James Sugrue of Mallow Golf Club is congratulated by supporters after winning the R&A Amateur Championship at Portmarnock. Photo: Sam Barnes
James Sugrue of Mallow Golf Club is congratulated by supporters after winning the R&A Amateur Championship at Portmarnock. Photo: Sam Barnes

Back in 1949, Thursday was also D-day for Patrick Campbell in his remarkable victory over Killarney's Dr Billy O'Sullivan, one of the longest hitters in the field. Having gone to the 18th all-square, Campbell, all 6ft 5ins of him, informed us: "I took out a five iron and hit it high in the air. It felt fairly all right, but the gallery put me straight.

"They let out a great cry of 'Oooooh - I' on a descending scale, indicating beyond doubt that we were up to the ears in the radishes, for the first time in six holes." In fact the Honourable Patrick's ball ended up in the deep pot bunker, left of the green, from which he blindly splashed out to four feet and holed the putt for a birdie four and the match.

This, of course, was a different 18th hole from the one on which Sugrue's Swedish opponent, Christoffer Palsson, conceded defeat on Thursday morning. It was a par-five with the green located directly behind the clubhouse.

Conscious of the relentless demands of golf and the uncertainty of life on tour, you couldn't help wondering what the future might hold for these brave young hearts.

Despite failing to come through the strokeplay qualifying last Monday and Tuesday, some remained at Portmarnock to cheer on surviving colleagues. In the process, they had discovered a new hero in the remarkable Norwegian, Viktor Hovland.

Late afternoon on Thursday and three young players were practising on the putting green with a variety of devices, from a ruler to strategically-positioned tees. I wondered what they thought about Hovland's performance last Sunday in the US Open at Pebble Beach.

Italy's Julien Paltinieri, a freshman at Kent State University in Ohio, became their spokesman. "We watched it late on Sunday night," he admitted sheepishly. "Is it right he shot the lowest amateur score ever?" I confirmed that Hovland's closing 67 was actually that good. And that a four-under-par aggregate of 280 left him 12th behind Gary Woodland.

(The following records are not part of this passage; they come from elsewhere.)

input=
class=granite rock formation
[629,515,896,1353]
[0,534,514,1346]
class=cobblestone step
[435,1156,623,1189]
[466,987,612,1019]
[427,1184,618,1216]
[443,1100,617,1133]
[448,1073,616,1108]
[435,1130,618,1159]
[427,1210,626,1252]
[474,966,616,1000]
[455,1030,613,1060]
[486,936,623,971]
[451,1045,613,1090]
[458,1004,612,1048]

"It shows that amateur golf is getting better and better every year," said the Italian, who will be 20 this week. "We're looking at very low scores when you see what guys can do on tough courses like this.

"Hovland didn't surprise me, because I played a tournament at his college, Oklahoma State, and I could see then what the standard was."

It's a forbidding prospect. Quite a contrast to a future as a career amateur and the comfort of rich memories to sustain you in your later years.